Dijital kuşatma çağı mı başlıyor?

Bina otomasyon sistemlerini hedef alan ve Siegeware olarak adlandırılan bir zararlı yazılım tespit edildi.

“X adresindeki binanızın tüm kontrol sistemlerini ele geçirdik ve 24 saat içinde Bitcoin karşılığı olarak 50 bin dolar ödemezseniz binayı üç gün boyunca kapalı tutacağız.” ESET Güvenlik Araştırmacısı Stephen Cobb’a göre, bina yöneticinizin telefonuna ulaşacak böyle bir mesaj artık hayal değil.

Cobb, “Böyle bir mesaj alan biriyle tanıştım ve bu bir aldatmaca değildi. İlgili bina yöneticisi, cesurca bir hareketle saldırganlara ödeme yapmayı reddettiğinde hedeflenen binanın kullanımı gerçekten altüst oldu” diye konuştu.

Reklam
Reklam

Siegeware gerçektir

“Bir binanın yazılımla olan bağını suistimal etmek, artık siber suçluların gündemindedir” tespitini yapan Stephen Cobb, bu amaçla kurgulanan zararlı yazılımlara da özel bir isim verdi: Siegeware.

Stephen Cobb, “Tecrübelerime göre farklı saldırı türlerine isim vermek, onların farkındalığını yaymaya ve onlara karşı savunma çabaları oluşturulmasına yardımcı olmaktadır. Bu nedenle bu saldırı türüne Siegeware denilmesini öneriyorum” diyor. Siegeware yani kuşatma yazılımı, fiziksel tesislere erişimi tehdit etmek için ekipman kontrol yazılımlarının kötüye kullanılması esasına dayanır.

Yeni bina ve plazaların neredeyse hepsinde Bina Otomasyon Sistemi (BAS -Building Automation System) adı verilen sistemler kullanarak ısıtma, iklimlendirme, havalandırma, yangın alarmları, ışıklandırma ve güvenlik gibi pek çok özellik uzaktan kontrol edebiliyor. Siber suçlular tam da bu uzaktan kontrolü istismar etmeye odaklanıyor.

Siegeware sorunu 2019'da ne kadar yaygınlaşacak?

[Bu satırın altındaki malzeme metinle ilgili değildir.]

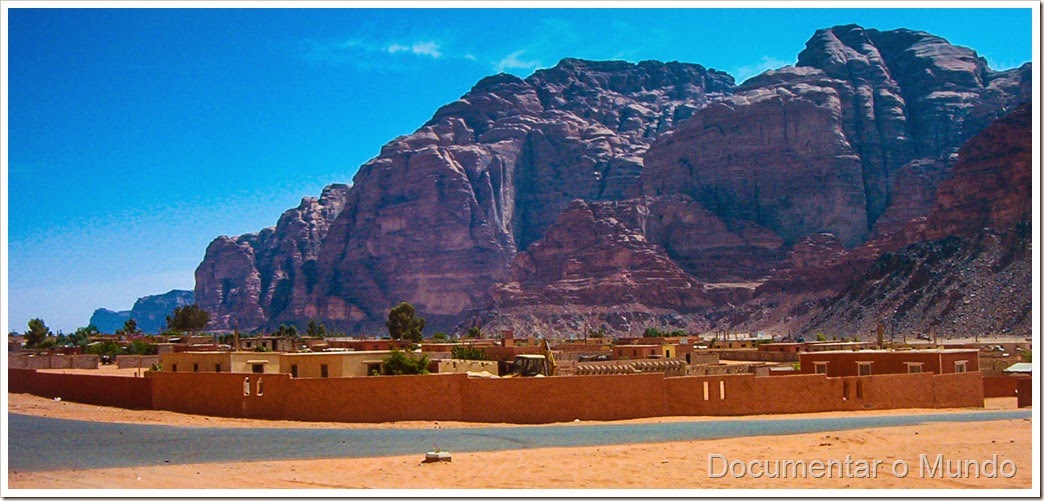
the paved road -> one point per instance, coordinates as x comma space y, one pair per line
42, 444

Kıdemli Güvenlik araştırmacısına göre bu, meydana gelen olayların kolluk kuvvetleri tarafından ne kadar ilgiyle incelendiği, kaç kurbanın ödeme yapmayı reddettiği ve suçluların ne kadar fırsat bulabileceği gibi birçok faktöre bağlı olacak.

Reklam
Reklam

Stephen Cobb, şu tespitleri yapıyor: “Şu anda pek çok farklı BAS sistemlerinden birini hedeflemek üzere araştırma yapan bir suçlu, yalnızca Amerika Birleşik Devletleri’nde 30 bine yakın hedef tespit edebilir. Bunlar, bir web tarayıcısına girildiğinde BAS giriş ekranları üretebilen IP adresleridir. Saldırgan için bir sonraki adım, bu tip bir sistem için geçerli olabilecek varsayılan kullanıcı adı ve parolaları denemektir.”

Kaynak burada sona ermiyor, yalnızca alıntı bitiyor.